Overview

Why Inkeep?

TL;DR

In short: quality.

Our #1 goal is to help our customers ship AI support experiences to their users with confidence.

For us, quality means developing our AI solution to:

  • Admit when it doesn't know and intelligently guide users to support channels
  • Consistently find the right content and not hallucinate
  • Provide rich citations that help users inspect answers
  • Leverage many sources while prioritizing authorative content

It also means providing the end-to-end tooling needed for the entire support lifecycle. Beyond customer-facing AI assistants, Inkeep provides a copilot for support team members and actionable reporting for content and product teams.

We built our product and team to deliver best-in-class experiences for each of these steps.

That said - don't take our word for it! Use our free trial to test Inkeep with your toughest questions.

Hands-on Support

Quality for us also means working closely with any team we work to accomplish their goals. Consider us a partner who will work with you every step of the way.

Technical Deep Dive ✨

In our journey, we've talked to hundreds of companies who are eager to use generative AI to provide better self-serve experiences for their users. Many of them had experimented with creating their own LLM Q&A apps or tried other services, but often didn't ship because they felt the quality and reliability weren't there.
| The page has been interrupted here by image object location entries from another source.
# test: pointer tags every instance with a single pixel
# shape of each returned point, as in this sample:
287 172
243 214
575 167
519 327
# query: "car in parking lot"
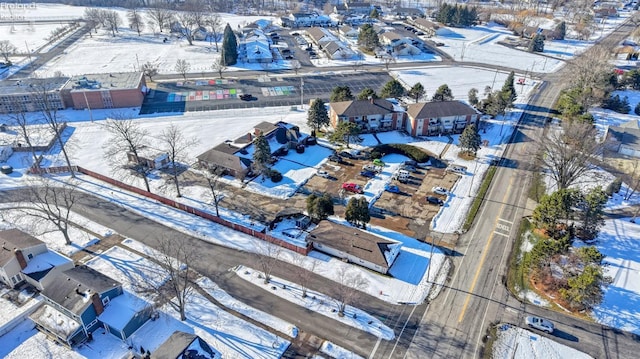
368 174
435 200
392 188
352 187
439 190
540 324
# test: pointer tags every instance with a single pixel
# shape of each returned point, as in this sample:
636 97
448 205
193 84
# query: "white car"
439 190
540 324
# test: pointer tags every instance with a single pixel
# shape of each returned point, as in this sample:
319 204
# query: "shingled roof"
361 244
362 107
437 109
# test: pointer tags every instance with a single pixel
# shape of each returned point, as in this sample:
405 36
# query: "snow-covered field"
514 342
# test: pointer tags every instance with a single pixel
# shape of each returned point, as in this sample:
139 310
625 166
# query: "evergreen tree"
368 38
392 89
367 93
443 93
261 154
591 212
537 44
346 132
473 97
417 91
317 116
560 31
229 47
341 93
357 212
470 140
509 89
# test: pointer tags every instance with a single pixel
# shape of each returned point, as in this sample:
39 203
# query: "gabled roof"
74 288
436 109
185 346
13 239
361 244
362 107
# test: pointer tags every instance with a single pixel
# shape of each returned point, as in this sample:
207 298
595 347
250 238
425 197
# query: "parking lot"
407 212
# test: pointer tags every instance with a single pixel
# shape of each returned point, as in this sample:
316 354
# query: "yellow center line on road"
484 254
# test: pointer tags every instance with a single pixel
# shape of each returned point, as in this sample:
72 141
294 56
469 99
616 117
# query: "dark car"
368 174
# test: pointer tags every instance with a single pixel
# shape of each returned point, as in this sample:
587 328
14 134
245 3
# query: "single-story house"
624 139
72 305
181 345
439 117
360 247
370 115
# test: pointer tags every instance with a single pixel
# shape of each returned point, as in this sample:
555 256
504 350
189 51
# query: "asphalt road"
456 322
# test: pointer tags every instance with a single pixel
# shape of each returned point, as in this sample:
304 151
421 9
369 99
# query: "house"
359 247
439 117
181 345
370 115
107 90
149 157
624 139
125 314
71 307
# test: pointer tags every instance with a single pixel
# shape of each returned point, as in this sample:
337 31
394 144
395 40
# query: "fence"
169 202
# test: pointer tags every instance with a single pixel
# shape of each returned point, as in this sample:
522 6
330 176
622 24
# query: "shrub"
417 154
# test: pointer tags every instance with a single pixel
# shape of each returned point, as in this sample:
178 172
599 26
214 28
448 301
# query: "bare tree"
182 67
129 138
174 256
7 49
569 152
159 15
150 69
351 283
176 145
266 256
307 268
45 93
52 201
219 67
135 20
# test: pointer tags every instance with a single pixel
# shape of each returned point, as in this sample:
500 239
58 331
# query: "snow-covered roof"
122 309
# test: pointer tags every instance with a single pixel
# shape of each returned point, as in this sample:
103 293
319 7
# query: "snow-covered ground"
514 342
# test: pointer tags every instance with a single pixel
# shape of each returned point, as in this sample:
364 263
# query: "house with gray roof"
181 345
360 247
439 117
71 307
370 115
624 139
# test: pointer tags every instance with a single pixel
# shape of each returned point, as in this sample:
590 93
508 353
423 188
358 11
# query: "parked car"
352 187
435 200
439 190
368 174
392 188
540 324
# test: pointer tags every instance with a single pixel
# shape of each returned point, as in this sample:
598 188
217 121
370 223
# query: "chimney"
97 303
20 258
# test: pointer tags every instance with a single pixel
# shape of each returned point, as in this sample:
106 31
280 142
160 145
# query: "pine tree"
417 91
261 153
470 140
443 93
229 47
537 44
317 116
392 89
341 93
367 93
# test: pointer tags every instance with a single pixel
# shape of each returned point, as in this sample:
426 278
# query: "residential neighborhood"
319 179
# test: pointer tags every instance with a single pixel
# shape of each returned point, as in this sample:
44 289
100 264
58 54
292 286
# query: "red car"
352 187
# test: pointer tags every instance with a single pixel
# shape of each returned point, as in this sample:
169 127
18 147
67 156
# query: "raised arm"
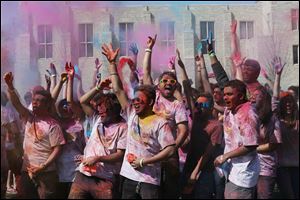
278 67
48 82
86 98
200 63
218 69
147 79
111 56
235 53
52 73
57 89
13 97
96 75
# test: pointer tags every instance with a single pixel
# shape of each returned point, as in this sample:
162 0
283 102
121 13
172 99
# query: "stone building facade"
265 29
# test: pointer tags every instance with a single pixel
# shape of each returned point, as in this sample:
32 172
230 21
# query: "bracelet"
141 162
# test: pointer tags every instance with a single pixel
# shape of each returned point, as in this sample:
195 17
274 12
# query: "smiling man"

Ingesting content from many sources

Knowledge about technical products often lives in many places: documentation, GitHub, forums, Slack and Discord channels, blogs, StackOverflow, support systems, and elsewhere. Smartly ingesting all of this content, and keeping it up to date over time, quickly becomes the full-time task of a team of data engineers.

Inkeep addresses this by:

  • Automatically ingesting content from common public and private content sources with out-of-the-box integrations (while prioritizing them appropriately)

  • Frequently re-crawling your sources to find differences and keep your knowledge base up to date.

Finding the most relevant content

Retrieval augmented generation (RAG) is the best way to use LLMs to answer questions regarding domain-specific content. At a high level, it involves taking a user question, finding the most relevant content, and feeding it to an LLM model.

RAG relies on finding the relevant documents and "chunks" within those documents needed to answer user questions. The problem is, popular ways of doing retrieval - like slicing up all content into n-character chunks - are often arbitrary and ineffective.

Retrieval becomes even more challenging as the number of documents and sources increase. More content can mean higher coverage of user questions, but often also means more noise and the need for a precise retrieval system.

Our retrieval and neural search engines address this by using:

  • Accounting for time, author, source type, and other metadata that's important for prioritizing trustworthy content.

  • Custom embedding and chunking strategies for each content source. The most effective embedding and chunking strategy for a Slack conversation is very different from one for a "How-to" article.

  • Neural search that combines semantic and keyword search to balance vector similarity and keyword matching.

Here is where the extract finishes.